On 06/07/2013 04:15 PM, Russell King - ARM Linux wrote:
> On Fri, Jun 07, 2013 at 03:28:38PM -0600, Stephen Warren wrote:
>> On 06/07/2013 12:56 PM, Stephen Warren wrote:
>> ...
>>> [1] Perhaps the issue is why ipi_send_stop() calls down into 
>>> tegra_cpu_kill() rather than tegra_cpu_die(), since die() is what
>>> should be run on the killed CPU, and kill() on the killing CPU?
>>
>> Scratch that; I don't think it's calling down to /either/; I was
>> confused. It seems like it /should/ call cpu_die() though, at least if
>> hotplug is enabled, right?
> 
> The problem is really complex.
> 
> CPU hotplug is done in paths where we're relatively confident that the
> system is working correctly.  So all the features such as scheduling
> are available, the timer ticks work and so forth.
> 
> However, reboot is a totally different environment.  This can happen
> from almost any context with the system in any state what so ever.  A
> CPU could be stuck.  A CPU could have oopsed.  The CPU which is in
> the reboot code could be the CPU which has oopsed.  It could be called
> from within an interrupt...
> 
> What that means is the usual CPU hotplug methods can't be used in the
> reboot path.  Well, they can, but it will be fragile.
> 
> For reboot, the real solution there is not to use software-based
> reboot, but bring the other cores to a halt (which is what
> ipi_send_stop is doing) and then issue a hardware reset to the whole
> system, including the other CPUs.

Ignoring the issues with oops in reboot, I think there's a bug in that
when hotplug is enabled, smp_kill_cpus() calls platform_cpu_kill(), but
nothing causes the failing CPU to ever execute smp_ops.cpu_die(). Hence,
if the implementation of smp_ops.cpu_kill() relies on the target CPU
having run smp_ops.cpu_die(), then smp_ops.cpu_kill() may not operate
correctly.

Or, must smp_ops.cpu_kill() not assume that smp_ops.cpu_die() will be
called on the target CPU? What are the semantics here? Will mentioned
that __cpu_die and cpu_die are a pair, but what about is the smp_ops are
used directly; are they also supposed to be a pair?

The change below solves the pairing issue, by making ipi_cpu_stop()
perform the low-level part of hotplug that matches what smp_kill_cpus()
call to platform_cpu_kill(). This certainly fixes the
hang-in-reboot-or-shutdown problem on Tegra.

> diff --git a/arch/arm/kernel/smp.c b/arch/arm/kernel/smp.c
> index 550d63c..541f667 100644
> --- a/arch/arm/kernel/smp.c
> +++ b/arch/arm/kernel/smp.c
> @@ -581,11 +581,20 @@ static void ipi_cpu_stop(unsigned int cpu)
>  
>         set_cpu_online(cpu, false);
>  
> +#ifdef CONFIG_HOTPLUG_CPU
> +#if 0
> +       arch_cpu_idle_dead();
> +#else
> +       /* The body of arch_cpu_idle_dead() - which is better? */
> +       cpu_die();
> +#endif
> +#else
>         local_fiq_disable();
>         local_irq_disable();
>  
>         while (1)
>                 cpu_relax();
> +#endif
>  }

Some things I'm not sure of here:

* cpu_die() calls idle_task_exit(). That's probably wrong if it's
triggered from an IPI; who knows what task it's executing.

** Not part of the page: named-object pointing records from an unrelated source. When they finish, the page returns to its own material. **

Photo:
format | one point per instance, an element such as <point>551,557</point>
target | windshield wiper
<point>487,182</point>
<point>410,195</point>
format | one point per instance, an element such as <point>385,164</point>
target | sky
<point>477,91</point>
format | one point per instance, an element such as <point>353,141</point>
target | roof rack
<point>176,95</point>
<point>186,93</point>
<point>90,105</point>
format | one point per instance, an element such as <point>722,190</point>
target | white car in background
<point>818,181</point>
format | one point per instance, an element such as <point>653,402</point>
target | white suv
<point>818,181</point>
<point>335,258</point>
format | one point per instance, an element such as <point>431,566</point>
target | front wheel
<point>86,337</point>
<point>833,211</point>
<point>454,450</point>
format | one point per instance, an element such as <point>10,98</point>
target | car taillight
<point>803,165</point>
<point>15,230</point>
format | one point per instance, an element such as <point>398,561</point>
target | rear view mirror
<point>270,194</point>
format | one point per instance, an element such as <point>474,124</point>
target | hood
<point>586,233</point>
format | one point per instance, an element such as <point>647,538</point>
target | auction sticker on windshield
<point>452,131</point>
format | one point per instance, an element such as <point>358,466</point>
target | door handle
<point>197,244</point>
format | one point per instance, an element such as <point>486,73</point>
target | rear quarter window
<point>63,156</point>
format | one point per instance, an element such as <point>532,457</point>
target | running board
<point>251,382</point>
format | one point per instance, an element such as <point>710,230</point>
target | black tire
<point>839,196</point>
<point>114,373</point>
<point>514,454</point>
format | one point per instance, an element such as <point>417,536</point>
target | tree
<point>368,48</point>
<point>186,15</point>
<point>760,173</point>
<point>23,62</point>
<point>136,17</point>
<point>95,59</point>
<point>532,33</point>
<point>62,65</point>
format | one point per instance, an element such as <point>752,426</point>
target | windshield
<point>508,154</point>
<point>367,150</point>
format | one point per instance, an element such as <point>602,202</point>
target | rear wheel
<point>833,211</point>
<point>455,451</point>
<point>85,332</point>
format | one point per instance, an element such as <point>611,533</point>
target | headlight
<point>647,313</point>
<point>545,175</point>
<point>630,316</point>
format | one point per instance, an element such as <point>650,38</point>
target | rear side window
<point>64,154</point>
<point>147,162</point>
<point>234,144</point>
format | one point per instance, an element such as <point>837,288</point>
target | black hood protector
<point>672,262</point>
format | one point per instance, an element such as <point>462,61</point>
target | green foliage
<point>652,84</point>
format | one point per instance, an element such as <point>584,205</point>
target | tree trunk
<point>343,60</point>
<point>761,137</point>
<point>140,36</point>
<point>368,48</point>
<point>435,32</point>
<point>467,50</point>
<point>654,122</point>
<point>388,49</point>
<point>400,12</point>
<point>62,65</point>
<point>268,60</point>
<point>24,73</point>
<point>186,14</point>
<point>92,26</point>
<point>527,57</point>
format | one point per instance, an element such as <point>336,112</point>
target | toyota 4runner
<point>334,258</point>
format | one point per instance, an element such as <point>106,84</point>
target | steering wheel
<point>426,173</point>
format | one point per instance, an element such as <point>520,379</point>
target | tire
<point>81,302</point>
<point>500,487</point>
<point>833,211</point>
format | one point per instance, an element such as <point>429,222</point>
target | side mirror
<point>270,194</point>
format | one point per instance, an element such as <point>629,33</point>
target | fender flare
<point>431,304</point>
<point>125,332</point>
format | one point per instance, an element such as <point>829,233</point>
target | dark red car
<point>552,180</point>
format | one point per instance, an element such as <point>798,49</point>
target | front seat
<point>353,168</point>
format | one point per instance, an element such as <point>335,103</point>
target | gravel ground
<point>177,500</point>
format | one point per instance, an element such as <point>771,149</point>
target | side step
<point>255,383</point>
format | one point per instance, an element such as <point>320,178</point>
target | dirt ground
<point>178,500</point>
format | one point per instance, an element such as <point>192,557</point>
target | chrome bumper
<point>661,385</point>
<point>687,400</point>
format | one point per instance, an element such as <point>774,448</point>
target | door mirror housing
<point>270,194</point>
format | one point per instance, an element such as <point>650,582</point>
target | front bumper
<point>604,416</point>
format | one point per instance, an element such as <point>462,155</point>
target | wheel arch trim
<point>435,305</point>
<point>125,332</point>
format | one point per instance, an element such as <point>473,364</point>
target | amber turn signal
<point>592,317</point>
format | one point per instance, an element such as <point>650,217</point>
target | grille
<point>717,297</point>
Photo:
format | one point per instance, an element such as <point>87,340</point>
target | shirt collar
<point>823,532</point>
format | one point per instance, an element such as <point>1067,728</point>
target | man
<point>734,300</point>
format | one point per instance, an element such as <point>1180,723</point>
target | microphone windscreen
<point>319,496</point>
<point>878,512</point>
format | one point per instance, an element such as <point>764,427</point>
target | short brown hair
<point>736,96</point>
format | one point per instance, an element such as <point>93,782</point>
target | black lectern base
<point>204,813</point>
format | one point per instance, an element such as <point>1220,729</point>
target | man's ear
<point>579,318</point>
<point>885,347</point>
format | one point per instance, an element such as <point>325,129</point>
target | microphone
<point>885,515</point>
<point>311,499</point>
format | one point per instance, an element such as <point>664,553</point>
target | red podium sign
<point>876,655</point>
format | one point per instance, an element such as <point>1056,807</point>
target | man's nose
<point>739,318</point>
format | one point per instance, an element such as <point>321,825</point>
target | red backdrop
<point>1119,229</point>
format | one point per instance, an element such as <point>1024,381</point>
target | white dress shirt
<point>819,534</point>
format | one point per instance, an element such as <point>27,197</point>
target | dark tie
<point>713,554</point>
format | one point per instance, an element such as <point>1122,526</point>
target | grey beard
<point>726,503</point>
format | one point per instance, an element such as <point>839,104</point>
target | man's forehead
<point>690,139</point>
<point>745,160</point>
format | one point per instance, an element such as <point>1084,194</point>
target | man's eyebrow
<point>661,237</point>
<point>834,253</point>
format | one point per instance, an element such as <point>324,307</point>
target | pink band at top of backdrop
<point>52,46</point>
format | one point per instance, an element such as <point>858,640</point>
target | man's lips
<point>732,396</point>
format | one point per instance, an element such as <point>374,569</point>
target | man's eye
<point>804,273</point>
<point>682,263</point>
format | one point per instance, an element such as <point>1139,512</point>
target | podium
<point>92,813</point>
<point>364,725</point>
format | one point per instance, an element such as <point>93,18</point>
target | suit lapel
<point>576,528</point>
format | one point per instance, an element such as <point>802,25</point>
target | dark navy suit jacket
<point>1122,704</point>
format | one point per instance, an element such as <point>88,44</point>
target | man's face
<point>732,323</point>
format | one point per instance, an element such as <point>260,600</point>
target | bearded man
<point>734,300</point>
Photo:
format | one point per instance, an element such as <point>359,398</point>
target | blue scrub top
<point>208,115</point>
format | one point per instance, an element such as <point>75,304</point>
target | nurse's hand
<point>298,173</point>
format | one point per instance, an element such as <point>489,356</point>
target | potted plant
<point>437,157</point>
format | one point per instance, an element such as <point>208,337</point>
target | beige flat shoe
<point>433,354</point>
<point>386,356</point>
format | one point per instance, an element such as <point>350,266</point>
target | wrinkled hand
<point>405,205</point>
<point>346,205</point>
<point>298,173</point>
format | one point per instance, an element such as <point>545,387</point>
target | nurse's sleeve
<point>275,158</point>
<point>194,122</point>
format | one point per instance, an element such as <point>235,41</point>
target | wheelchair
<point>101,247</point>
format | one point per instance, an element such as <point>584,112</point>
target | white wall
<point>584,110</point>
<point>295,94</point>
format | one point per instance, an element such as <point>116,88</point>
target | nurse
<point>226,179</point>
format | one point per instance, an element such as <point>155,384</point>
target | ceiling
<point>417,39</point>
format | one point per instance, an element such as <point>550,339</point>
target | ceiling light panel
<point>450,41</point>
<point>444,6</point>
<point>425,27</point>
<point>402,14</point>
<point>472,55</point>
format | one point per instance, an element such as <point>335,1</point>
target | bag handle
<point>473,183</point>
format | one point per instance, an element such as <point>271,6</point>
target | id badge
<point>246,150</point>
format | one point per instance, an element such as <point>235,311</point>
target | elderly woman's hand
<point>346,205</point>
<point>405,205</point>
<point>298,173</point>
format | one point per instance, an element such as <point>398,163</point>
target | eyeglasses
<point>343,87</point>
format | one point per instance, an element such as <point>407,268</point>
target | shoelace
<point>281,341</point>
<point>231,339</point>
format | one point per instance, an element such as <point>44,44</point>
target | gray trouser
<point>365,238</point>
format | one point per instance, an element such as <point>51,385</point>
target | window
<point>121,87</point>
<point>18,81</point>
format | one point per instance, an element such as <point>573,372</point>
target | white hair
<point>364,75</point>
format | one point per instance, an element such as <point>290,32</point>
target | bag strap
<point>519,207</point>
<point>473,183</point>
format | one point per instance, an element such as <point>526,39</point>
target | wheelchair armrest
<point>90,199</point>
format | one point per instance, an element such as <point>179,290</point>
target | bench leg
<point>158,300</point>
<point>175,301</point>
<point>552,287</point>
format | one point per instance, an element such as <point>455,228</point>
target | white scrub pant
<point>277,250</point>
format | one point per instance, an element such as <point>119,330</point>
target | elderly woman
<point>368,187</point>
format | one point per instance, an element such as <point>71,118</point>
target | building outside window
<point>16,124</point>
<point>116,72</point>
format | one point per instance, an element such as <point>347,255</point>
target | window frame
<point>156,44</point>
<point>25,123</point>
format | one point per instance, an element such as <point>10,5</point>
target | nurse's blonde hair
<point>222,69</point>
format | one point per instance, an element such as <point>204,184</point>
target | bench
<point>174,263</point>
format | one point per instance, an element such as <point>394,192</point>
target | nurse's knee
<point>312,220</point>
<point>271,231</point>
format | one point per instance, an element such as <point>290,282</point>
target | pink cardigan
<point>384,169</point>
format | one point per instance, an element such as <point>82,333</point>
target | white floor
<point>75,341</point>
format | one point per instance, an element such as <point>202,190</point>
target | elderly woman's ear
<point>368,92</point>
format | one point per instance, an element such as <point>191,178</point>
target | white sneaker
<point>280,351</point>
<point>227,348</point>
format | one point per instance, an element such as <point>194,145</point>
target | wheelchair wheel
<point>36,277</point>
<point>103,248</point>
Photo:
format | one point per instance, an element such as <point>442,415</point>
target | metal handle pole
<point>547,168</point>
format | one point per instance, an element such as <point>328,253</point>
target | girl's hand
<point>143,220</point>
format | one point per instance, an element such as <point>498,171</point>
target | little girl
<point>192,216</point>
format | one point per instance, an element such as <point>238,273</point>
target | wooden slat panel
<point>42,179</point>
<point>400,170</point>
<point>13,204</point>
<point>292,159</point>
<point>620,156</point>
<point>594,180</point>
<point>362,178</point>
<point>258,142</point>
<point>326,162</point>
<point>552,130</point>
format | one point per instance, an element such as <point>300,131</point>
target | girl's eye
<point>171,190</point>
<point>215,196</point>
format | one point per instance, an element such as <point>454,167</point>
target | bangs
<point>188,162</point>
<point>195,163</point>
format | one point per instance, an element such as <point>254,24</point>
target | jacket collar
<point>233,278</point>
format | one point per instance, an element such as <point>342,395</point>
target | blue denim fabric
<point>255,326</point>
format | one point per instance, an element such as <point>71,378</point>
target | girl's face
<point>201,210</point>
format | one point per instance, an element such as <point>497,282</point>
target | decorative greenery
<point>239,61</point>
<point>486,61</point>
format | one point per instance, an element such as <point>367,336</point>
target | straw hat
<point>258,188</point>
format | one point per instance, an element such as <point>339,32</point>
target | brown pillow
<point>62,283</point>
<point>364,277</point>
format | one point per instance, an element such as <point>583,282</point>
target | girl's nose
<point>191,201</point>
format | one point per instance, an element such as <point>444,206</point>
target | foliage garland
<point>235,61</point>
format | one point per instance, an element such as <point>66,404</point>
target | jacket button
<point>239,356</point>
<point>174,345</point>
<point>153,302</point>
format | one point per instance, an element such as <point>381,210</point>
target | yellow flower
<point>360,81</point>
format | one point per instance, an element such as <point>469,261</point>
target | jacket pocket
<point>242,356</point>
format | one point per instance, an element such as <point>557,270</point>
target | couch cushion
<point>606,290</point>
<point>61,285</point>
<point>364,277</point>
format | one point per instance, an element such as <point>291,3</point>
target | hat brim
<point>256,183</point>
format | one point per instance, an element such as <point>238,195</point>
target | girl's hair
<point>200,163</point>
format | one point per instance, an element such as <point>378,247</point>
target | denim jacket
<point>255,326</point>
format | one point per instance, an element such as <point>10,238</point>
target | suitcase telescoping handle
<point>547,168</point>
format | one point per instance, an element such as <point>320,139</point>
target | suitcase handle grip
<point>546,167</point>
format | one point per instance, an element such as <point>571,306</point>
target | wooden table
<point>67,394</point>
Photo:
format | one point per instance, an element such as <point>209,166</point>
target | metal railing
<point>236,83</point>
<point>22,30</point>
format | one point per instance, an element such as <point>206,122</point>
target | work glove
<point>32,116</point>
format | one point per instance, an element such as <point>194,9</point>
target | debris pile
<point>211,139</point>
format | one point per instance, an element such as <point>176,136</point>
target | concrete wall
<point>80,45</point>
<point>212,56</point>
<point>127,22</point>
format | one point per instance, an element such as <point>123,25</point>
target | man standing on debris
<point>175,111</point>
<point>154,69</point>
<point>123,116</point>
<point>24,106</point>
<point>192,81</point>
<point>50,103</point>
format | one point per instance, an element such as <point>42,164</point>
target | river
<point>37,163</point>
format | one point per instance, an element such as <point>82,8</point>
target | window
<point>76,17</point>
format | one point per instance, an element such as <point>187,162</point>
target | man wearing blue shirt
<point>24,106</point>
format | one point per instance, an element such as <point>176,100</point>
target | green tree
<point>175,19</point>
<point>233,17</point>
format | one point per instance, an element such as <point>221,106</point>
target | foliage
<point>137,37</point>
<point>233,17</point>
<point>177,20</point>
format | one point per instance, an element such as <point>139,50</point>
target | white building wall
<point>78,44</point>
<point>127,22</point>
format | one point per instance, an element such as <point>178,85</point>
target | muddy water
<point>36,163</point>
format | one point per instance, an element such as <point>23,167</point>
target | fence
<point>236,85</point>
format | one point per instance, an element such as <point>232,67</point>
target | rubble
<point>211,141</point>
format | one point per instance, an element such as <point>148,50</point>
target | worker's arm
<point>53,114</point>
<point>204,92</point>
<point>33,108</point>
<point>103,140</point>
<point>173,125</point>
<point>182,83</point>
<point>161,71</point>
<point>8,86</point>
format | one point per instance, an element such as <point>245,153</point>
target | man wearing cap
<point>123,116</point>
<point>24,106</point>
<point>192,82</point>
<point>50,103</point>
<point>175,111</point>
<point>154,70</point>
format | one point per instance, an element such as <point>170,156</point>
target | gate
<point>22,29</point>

That said, if
migrate_to_reboot_cpu() did set_cpus_allowed_ptr(current,
cpumask_of(cpu)), perhaps that guarantees the CPU is running the idle
task since there's nothing else that could be running?

* ipi_cpu_stop() currently calls local_fiq_disable(), but cpu_die()
doesn't. Should both functions call both local_fiq_disable() and
local_irq_disable()?

* Perhaps smp_kill_cpus() should also be changed, to call cpu_die() not
platform_cpu_kill(), to keep the pairing correct at that level too.

Plus, I ignored any issues you raised for the oops case on reboot...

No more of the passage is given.